It looks like blockchain.info is using different conversion rates in different places. Why they are doing this (and where they are getting their data) is really something only the owners know.
I'd like to thank you for bringing this to our attention; however as blockchain.info is an important source of data for the entire community and it's important that we are aware of discrepancies like this.
As for the second part, the answer lies in the field of economics. The truth is the price of things -- that is, what people are willing to give up for something else -- is constantly changing throughout the world, though you may not notice it locally, especially if you are used to a fixed pricing system as is used in most of the western world. In a way, our financial systems are built to mask this fluctuation, but bitcoin is new and our financials systems simply aren't built to cope with it, thus we are currently seeing a lot of unusual market phenomena involving it.
Bitcoin, like all things, actually, doesn't really have a "fixed price" -- just how much, on average a bunch of people are willing to sell it for. The price that you see on the web is actually based on an average of what many people have posted on many exchanges as their own individual bids that they are willing to share and for how much. Different sites read different bids and possibly use different methods of calculating this average, so this is why you see varying prices in various places.
It should also be noted that a person may sell different amounts of bitcoin for different prices, say 10 BTC for $100 and 20 BTC for $180 (A 10% discount for buying double!). This can also affect changes in price.

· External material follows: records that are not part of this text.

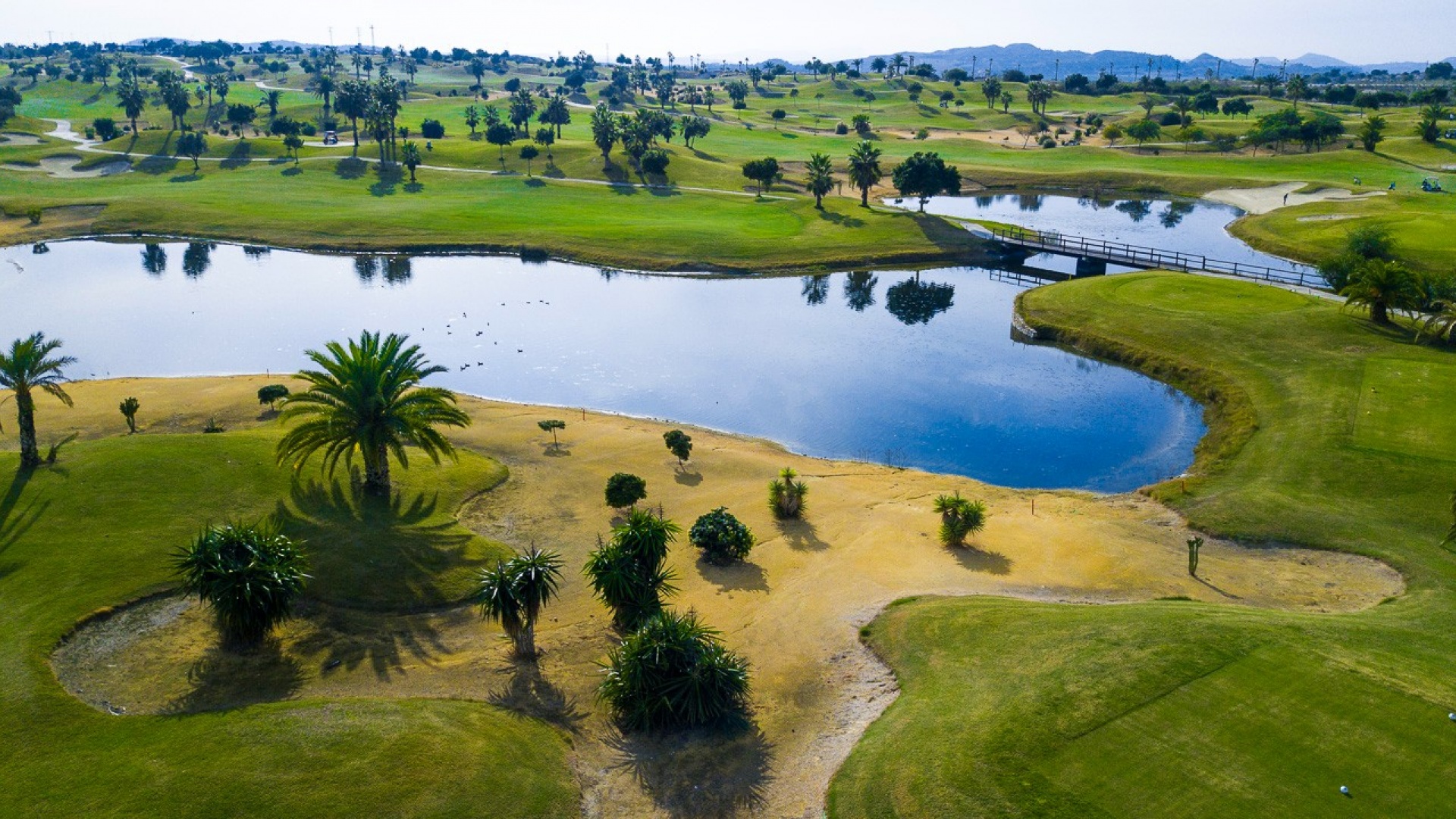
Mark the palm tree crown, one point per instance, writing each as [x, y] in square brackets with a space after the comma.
[367, 400]
[27, 368]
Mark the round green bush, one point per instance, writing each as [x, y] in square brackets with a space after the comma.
[721, 537]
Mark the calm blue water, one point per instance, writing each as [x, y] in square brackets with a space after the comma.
[881, 366]
[1196, 228]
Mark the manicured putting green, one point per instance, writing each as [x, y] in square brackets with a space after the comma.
[1239, 742]
[1405, 407]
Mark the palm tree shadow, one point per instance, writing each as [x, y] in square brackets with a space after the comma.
[977, 560]
[232, 679]
[801, 535]
[350, 639]
[17, 521]
[532, 694]
[737, 576]
[702, 773]
[379, 553]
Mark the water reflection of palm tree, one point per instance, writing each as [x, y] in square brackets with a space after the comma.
[859, 290]
[155, 260]
[816, 289]
[915, 302]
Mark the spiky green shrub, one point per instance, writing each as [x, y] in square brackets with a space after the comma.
[248, 575]
[628, 572]
[721, 537]
[514, 592]
[786, 494]
[960, 518]
[674, 672]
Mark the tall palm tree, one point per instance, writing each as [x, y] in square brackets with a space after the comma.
[820, 178]
[1382, 286]
[514, 592]
[864, 169]
[25, 369]
[367, 400]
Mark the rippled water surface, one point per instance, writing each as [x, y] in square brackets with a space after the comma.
[889, 366]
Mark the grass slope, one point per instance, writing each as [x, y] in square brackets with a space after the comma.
[1175, 708]
[99, 528]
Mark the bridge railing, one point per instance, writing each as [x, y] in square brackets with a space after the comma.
[1138, 256]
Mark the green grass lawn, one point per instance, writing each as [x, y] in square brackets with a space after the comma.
[1174, 708]
[277, 206]
[99, 528]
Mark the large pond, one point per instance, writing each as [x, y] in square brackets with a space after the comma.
[1188, 226]
[890, 366]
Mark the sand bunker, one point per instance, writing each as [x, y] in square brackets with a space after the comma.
[1266, 200]
[66, 167]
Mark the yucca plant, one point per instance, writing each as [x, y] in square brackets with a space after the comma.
[786, 494]
[128, 411]
[628, 572]
[249, 576]
[673, 672]
[960, 518]
[514, 592]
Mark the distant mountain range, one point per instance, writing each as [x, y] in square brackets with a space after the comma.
[1128, 63]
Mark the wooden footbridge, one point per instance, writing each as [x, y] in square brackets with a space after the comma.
[1095, 254]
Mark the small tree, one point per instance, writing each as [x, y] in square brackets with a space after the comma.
[786, 496]
[679, 444]
[193, 145]
[514, 592]
[529, 152]
[625, 490]
[925, 175]
[959, 518]
[721, 537]
[762, 171]
[273, 394]
[410, 158]
[248, 575]
[500, 134]
[551, 428]
[673, 672]
[128, 411]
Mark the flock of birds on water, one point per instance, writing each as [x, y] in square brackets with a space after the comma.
[479, 333]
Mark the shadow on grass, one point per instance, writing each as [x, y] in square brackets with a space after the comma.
[843, 221]
[736, 576]
[388, 180]
[532, 694]
[370, 553]
[240, 156]
[702, 773]
[350, 168]
[801, 535]
[977, 560]
[237, 678]
[17, 521]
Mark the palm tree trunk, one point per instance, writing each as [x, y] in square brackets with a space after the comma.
[526, 640]
[376, 472]
[25, 407]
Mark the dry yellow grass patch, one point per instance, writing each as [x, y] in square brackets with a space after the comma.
[792, 608]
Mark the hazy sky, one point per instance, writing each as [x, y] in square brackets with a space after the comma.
[1357, 31]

Now, since bitcoin's price isn't fixed, you kind of have to throw the idea of "overcharging" out the window. Let's say you buy a bitcoin for $100 and I buy one for $90. Were you overcharged by $10? Perhaps. Or perhaps tomorrow someone may offer you $150 for that bitcoin. It looks like you may have been undercharged by $50. Again, since there is no real fixed price, and what people are charging for it varies so much, the idea of "overcharging" doesn't really make sense. However...
My best advice to avoid "overcharging" is just to be diligent search around for what ever is cheapest, but also be aware of what's most convenient for you.
Coinbase.com is fairly cheap, but it currently it takes about a month before you get full access to instantly purchase bitcoin. There are faster methods, but they are usually on the expensive side and I would generally avoid them after spending you month on Coinbase.
MtGox.com (as I've been informed) suffers from having both a high price and along wait to get money out of it, although their high sell price is appealing to some, such they are willing to forgo the inconvenience.
LocalBitcoins.com and Satoshi Squares (tf you can find or start one) are also good options to meet up and trade bitcons. Here, you may actually be able to negotiate face to face to ensure that you're getting a good price.